830. Introduction to Forest Ecology

Welcome to Asilomar. This “refuge by the sea” is a gathering place – not only for humans, but also for unique communities of animals and plants. Here, forest, meadow, dunes and coast provide habitats for wildlife. Look up – you might see a red-shouldered hawk flying swiftly through the forest canopy. An acorn woodpecker may be harvesting acorns from a coast live oak or storing its food in the soft bark of a pine. On the forest floor, you might see a black-tailed deer browsing the grasses and shrubs, or squirrels gathering acorns. Asilomar’s rugged coast, wind swept dunes, and rich forest are in a constant process of change. Wind and water continually sculpt the sand and twist the trees. A fungus is attacking the Monterey pine trees. Few pines are naturally resistant. Humans have also caused changes to the ecology. To correct some of the damage done, state park staff has programs set in place. One, all marine resources are protected. No fishing is allowed. No collecting or removal of plants and animals in the tide pools.

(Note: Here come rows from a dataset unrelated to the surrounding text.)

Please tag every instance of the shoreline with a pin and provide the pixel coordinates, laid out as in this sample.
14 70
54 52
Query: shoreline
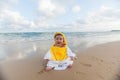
100 62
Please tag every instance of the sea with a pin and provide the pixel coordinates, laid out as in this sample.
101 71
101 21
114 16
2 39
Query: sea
23 43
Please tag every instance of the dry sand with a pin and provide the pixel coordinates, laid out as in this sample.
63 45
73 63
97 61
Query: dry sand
100 62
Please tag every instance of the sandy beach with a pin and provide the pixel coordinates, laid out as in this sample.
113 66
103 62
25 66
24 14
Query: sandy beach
100 62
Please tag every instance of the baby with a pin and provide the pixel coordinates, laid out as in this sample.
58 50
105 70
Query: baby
59 57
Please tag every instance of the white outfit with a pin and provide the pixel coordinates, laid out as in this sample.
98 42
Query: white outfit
60 65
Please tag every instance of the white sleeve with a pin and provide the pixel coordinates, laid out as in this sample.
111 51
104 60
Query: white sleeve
70 53
48 55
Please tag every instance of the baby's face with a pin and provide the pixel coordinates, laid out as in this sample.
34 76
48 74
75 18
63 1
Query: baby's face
59 40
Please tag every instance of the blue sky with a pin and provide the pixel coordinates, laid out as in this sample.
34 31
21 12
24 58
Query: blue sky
59 15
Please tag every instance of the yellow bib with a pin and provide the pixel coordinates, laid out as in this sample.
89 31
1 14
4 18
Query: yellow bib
58 53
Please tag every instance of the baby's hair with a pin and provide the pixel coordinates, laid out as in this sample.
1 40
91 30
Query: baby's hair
57 35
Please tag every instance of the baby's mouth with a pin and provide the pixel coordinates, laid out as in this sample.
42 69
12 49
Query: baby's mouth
58 42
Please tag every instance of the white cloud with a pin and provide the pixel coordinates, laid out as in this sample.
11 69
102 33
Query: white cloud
76 9
50 9
104 18
7 4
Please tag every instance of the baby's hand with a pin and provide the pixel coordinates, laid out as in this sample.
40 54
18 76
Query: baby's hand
73 58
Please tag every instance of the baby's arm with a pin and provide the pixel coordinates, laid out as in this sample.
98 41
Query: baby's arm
71 54
47 57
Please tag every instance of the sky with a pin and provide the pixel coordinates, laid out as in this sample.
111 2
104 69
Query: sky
59 15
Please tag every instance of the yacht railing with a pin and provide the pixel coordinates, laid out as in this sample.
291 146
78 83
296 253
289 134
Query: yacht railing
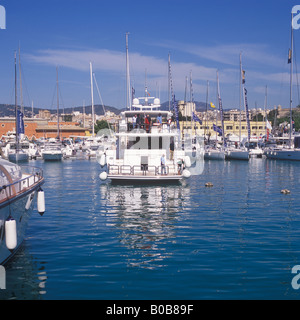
34 176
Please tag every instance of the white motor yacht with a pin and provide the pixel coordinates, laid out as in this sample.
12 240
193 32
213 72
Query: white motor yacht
18 191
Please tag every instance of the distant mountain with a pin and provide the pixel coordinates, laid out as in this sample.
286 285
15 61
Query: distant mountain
8 110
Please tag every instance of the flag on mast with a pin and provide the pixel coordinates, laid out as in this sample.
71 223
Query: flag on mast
196 118
290 56
20 122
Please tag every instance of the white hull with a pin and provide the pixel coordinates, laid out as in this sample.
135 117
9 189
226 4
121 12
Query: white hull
237 155
18 157
17 210
256 153
214 155
16 202
52 156
144 179
283 154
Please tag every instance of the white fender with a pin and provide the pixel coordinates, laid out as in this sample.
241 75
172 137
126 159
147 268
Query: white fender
186 173
11 234
29 200
41 202
102 160
103 175
187 161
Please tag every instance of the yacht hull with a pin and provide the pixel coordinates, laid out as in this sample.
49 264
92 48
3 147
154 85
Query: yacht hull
292 155
16 208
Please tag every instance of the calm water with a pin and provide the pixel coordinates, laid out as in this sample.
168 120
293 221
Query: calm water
236 240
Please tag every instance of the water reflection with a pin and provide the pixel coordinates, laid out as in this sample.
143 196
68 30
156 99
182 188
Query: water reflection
25 279
145 218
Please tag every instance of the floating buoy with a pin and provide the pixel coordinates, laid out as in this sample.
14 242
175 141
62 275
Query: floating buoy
102 161
103 175
186 173
285 191
41 202
187 161
11 234
29 201
208 184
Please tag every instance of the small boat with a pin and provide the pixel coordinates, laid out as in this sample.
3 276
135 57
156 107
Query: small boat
236 154
214 154
52 150
18 191
143 154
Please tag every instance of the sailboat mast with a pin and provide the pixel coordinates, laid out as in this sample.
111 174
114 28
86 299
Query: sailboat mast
57 102
16 107
169 81
20 74
266 119
128 99
92 94
207 87
220 108
291 85
240 102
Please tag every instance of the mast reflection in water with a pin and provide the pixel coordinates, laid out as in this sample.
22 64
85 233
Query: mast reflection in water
145 218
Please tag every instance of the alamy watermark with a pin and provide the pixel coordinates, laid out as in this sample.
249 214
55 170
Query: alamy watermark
296 18
2 278
2 18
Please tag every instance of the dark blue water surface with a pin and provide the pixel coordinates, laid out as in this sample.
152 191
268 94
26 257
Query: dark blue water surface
236 240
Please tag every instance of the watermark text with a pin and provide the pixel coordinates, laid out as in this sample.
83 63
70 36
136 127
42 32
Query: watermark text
2 18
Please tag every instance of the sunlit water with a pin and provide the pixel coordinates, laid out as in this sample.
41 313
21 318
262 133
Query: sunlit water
236 240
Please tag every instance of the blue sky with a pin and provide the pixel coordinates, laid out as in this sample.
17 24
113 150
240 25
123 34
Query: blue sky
201 37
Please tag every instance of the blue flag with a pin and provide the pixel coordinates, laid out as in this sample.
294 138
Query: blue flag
196 118
175 107
247 113
20 122
217 129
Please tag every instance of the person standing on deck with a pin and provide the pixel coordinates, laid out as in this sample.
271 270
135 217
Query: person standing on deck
163 165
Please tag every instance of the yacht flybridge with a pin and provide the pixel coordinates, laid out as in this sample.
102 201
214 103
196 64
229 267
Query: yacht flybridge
148 147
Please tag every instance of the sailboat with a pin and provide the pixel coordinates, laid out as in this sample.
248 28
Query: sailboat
292 151
217 153
240 153
53 148
16 154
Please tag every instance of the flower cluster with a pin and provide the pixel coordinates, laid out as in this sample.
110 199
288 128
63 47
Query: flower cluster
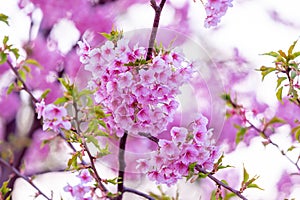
138 95
171 162
83 190
54 117
215 9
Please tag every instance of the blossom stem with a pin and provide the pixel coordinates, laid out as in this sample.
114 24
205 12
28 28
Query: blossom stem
91 157
28 180
157 9
150 137
122 165
220 183
25 87
130 190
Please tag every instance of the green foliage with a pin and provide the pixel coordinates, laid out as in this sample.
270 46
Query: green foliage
248 182
287 70
296 132
240 133
113 36
5 190
4 18
73 161
219 165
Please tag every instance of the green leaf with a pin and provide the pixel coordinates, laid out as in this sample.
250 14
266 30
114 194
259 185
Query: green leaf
279 94
61 100
282 54
253 185
4 18
26 68
33 62
296 132
5 40
295 55
276 120
279 81
272 53
15 51
3 58
22 74
240 133
93 140
4 189
245 175
72 163
45 93
290 51
10 88
265 71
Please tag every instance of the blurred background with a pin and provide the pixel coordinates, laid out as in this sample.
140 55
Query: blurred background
228 57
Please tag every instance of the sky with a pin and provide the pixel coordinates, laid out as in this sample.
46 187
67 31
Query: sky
250 27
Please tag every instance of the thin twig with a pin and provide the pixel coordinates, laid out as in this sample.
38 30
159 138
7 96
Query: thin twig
150 137
130 190
157 10
122 165
220 183
3 162
91 157
263 133
25 87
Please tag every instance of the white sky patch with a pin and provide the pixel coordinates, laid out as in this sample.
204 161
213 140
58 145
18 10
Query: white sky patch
59 32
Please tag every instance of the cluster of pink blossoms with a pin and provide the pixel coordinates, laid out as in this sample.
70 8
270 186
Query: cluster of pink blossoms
138 95
171 162
54 117
215 9
83 190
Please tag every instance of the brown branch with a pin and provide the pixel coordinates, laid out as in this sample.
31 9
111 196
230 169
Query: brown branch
220 183
150 137
157 10
25 87
122 166
28 180
91 157
130 190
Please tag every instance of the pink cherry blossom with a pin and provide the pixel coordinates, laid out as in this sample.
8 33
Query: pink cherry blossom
179 134
215 9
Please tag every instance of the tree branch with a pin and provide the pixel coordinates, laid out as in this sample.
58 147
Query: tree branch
157 10
91 157
122 165
25 87
6 164
130 190
220 183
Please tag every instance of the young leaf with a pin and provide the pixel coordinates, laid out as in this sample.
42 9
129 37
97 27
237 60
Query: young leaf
45 93
3 58
245 175
296 132
4 189
279 81
279 94
265 71
272 53
290 51
240 133
10 88
253 185
93 140
4 18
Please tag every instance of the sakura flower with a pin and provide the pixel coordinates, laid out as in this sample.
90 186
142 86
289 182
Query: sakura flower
39 108
179 134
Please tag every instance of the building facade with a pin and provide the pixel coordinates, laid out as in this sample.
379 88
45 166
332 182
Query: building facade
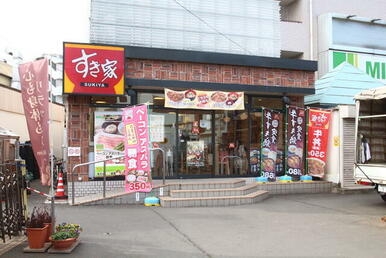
198 45
299 26
148 71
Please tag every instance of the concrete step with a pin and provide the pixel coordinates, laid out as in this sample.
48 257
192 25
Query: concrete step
254 197
207 185
119 196
246 189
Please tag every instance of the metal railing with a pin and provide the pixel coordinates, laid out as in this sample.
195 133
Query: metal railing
223 159
104 172
87 164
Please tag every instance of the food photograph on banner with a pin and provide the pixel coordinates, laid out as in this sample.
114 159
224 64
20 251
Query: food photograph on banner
318 133
109 143
296 122
137 154
269 146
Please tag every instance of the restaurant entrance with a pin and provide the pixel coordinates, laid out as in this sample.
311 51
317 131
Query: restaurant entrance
211 143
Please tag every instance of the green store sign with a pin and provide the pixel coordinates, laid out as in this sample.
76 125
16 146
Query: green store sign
373 65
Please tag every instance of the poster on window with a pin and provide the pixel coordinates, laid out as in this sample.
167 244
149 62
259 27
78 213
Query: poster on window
137 152
213 100
296 122
318 126
270 136
195 153
109 142
157 131
254 161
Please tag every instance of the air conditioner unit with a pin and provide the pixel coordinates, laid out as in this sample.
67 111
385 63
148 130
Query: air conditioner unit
123 100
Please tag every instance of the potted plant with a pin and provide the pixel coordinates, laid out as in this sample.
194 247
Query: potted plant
65 235
35 229
47 221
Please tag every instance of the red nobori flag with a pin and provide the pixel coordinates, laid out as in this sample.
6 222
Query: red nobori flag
296 121
318 126
34 90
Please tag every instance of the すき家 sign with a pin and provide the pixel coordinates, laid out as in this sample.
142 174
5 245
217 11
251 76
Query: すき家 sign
93 69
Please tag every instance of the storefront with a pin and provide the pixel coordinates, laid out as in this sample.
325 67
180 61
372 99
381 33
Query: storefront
197 142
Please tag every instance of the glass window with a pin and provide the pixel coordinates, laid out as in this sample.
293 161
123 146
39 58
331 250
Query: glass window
156 99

Two, native plants have been restored in the sand dunes. Park staff monitors the plant populations and diversity. And three, Monterey pines are being grown in the plant nursery to replenish the trees lost to disease. Wildlife is identified and inventoried every few years. You are also a steward of this land. Please stay on marked trails, paved walkways and roads, and use the boardwalk when walking the dunes. Enjoy the plants and animals from a respectful distance.